2. Difficulty in accessing data.
Suppose that one of the bank officers needs to find out the names of all customers who live within a particular
postal-code area. The officer asks the data-processing department to generate such a list. Because the designers
of the original system did not anticipate this request, there is no application program on hand to meet it. The
bank officer has now two choices: either obtain the list of all customers and extract the needed information
manually or ask a system programmer to write the necessary application program. Both alternatives are
obviously unsatisfactory.
The conventional file-processing environments do not allow needed data to be retrieved in a convenient
and efficient manner. More responsive data-retrieval systems are required for general use.
3. Data isolation.
Because data are scattered in various files, and files may be in different formats, writing new application
programs to retrieve the appropriate data is difficult.
4. Integrity problems.
The data values stored in the database must satisfy certain types of consistency constraints. For example,
the balance of a bank account may never fall below a prescribed amount (say, $25). Developers enforce these
constraints in the system by adding appropriate code in the various application programs. However, when new
constraints are added, it is difficult to change the programs to enforce them.
5. Atomicity problems.
A computer system, like any other mechanical or electrical device, is subject to failure. In many applications,
it is crucial that, if a failure occurs, the data be restored to the consistent state that existed prior to the failure. It
is difficult to ensure atomicity in a conventional file-processing system.
6. Concurrent-access anomalies.
For the sake of overall performance of the system and faster response, many systems allow multiple users
to update the data simultaneously. In such an environment, interaction of concurrent updates may result in
inconsistent data.
7. Security problems.
Not every user of the database system should be able to access all the data. For example, in a banking system,
payroll personnel need to see only that part of the database that has information about the various bank
employees. They do not need access to information about customer accounts.

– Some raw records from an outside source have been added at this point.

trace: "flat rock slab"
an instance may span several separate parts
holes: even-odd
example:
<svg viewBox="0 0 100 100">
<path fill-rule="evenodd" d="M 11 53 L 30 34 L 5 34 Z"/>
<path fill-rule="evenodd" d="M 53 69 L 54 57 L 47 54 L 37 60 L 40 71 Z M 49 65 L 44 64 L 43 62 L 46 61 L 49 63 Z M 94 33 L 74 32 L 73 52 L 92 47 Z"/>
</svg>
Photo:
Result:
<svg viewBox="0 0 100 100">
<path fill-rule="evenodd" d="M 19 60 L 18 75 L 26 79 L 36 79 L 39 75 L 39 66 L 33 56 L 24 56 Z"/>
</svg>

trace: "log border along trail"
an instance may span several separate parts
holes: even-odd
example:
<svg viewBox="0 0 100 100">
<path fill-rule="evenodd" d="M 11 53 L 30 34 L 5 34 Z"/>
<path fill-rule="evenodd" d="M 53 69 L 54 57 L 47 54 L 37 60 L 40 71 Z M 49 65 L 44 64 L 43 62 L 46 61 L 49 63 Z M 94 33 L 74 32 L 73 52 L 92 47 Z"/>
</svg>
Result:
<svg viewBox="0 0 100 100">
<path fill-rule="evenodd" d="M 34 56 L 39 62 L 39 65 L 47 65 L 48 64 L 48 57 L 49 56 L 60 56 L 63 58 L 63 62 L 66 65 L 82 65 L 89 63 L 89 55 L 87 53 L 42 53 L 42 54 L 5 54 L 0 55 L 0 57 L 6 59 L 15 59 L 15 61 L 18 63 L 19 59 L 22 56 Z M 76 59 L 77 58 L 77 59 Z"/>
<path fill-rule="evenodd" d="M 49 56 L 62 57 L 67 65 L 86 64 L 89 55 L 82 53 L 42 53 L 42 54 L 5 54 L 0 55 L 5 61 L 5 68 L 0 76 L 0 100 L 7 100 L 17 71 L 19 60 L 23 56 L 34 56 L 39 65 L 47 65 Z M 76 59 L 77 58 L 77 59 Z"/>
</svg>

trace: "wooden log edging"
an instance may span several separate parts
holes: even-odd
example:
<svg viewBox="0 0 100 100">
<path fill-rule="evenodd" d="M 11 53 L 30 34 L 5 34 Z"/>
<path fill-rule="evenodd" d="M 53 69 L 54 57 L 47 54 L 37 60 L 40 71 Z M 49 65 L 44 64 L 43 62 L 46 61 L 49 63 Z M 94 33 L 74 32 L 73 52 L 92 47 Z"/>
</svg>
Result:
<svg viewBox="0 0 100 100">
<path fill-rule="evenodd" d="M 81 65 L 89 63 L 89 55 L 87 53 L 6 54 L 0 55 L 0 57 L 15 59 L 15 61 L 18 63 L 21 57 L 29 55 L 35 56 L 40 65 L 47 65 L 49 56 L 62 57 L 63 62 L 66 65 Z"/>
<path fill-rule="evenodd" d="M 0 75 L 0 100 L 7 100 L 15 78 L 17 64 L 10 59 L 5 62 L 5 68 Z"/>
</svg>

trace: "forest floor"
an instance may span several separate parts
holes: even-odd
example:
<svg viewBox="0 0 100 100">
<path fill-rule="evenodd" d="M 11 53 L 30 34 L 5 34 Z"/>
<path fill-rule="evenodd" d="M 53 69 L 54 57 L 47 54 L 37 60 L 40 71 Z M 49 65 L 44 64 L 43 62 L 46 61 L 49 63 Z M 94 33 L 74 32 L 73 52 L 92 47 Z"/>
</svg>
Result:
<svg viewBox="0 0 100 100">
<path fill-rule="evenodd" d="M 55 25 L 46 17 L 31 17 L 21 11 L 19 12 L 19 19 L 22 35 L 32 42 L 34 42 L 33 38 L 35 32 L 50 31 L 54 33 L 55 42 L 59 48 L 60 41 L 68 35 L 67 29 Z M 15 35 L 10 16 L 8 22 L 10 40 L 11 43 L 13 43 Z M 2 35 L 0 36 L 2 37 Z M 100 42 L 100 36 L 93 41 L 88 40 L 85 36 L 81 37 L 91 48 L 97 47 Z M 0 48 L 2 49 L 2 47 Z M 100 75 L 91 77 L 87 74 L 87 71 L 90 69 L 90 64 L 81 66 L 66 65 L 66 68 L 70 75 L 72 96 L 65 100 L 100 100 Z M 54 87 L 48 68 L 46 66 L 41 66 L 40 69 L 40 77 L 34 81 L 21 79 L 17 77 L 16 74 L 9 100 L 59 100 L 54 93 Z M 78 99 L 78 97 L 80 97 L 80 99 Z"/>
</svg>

ADVANTAGES OF DATABASE SYSTEMS:


Database is a way to consolidate and control the operational data centrally. It is a better way to control the
operational data. The advantages of having a centralized control of data are:
1. To control Data Redundancy
In the Database approach, ideally each data item is stored in only one place in the database
However, in some case redundancy is still exists to improving system performance, but such redundancy is
controlled and kept to minimum.
2. Inconsistency can be avoided:
When the same data is duplicated and changes are made at one side which is not propagated to the other
site, it gives rise to inconsistency. Then the two entries regarding the same data will not agree. So if the
redundancy is removed chances of having inconsistent data is also removed.
3. Data Sharing
The integration of the whole data in an organization leads to the ability to produce more information from
a given amount of data
4. Enforcing Integrity Constraints
DBMSs should provide capabilities to define and enforce certain constraints such as data type, data
uniqueness.
5. Restricting Unauthorised Access
Not all users of the system have the same accessing privileges.
DBMSs should provide a security subsystem to create and control the user accounts.
6. Data Independence
The system data descriptions are separated from the application programs. Changes to the data structure is
handled by the DBMS and not embedded in the program.
7. Transaction Processing
The DBMS must include concurrency control subsystem to ensure that several users trying to update the
same data do so in a controlled manner so that the result of the updates is correct.
8. Providing multiple views of data
A view may be a subset of the database. Various users may have different views of the database itself. Users
may not need to be aware of how and where the data they refer to is stored .
9. Providing backup and recovery facilities
If the computer system fails in the middle of a complex update program, the recovery subsystem is
responsible for making sure that the database is restored to the stage it was in before the program started
executing.

DISADVANTAGES OF DBMS:
Complexity: A DBMS fulfil lots of requirement and it solves many problems related to database. But all these
functionality has made DBMS extremely complex software. Developer, designer, DBA and End user of
database must have complete skills if they want to use it properly. If they don’t understand this complex system
then it may cause loss of data or database failure.
Size: As DBMS becomes big software due to its functionalities so it requires lots of space and memory to run
its application efficiently. It gains bigger size as data is fed in it.
Cost of DBMS: DBMS requires high initial investment for hardware, software and trained staff.
Additional hardware costs: A DBMS requires disk storage for the data and sometimes you need to purchase
extra space to store your data. Also sometimes you need a dedicated machine for better performance of database.
These machines and storage space increase extra costs of hardware.
Performance: Traditional files system was very good for small organizations as they give splendid
performance. But DBMS gives poor performance for small scale firms as its speed is slow.
Higher impact of a failure: As we know that in DBMS, all the files are stored in single database so chances of
database failure become more. Any accidental failure of component may cause loss of valuable data. This is really a big
question mark for big firms
View of data:
3-SCHEMA ARCHITECTURE FOR DATA INDEPENDENCE / 3-LEVEL
ARCHITECTURE/ DATA ABSTRACTION:
A database system is a collection of interrelated files and a set of programs that allow users to access
and modify these files. A major purpose of a database system is to provide users with an abstract view of the
data. That is, the system hides certain details of how the data are stored and maintained.
For the system to be usable, it must retrieve data efficiently. Since many database-systems users are not
computer trained, developers hide the complexity from users through several levels of abstraction, to simplify
users’ interactions with the system:
• Physical level (Internal level): The lowest level of abstraction describes how the data are actually stored. The
physical level describes complex low-level data structures in detail. Internal schema at the internal level used
to describe physical storage structures and access paths (e.g indexes).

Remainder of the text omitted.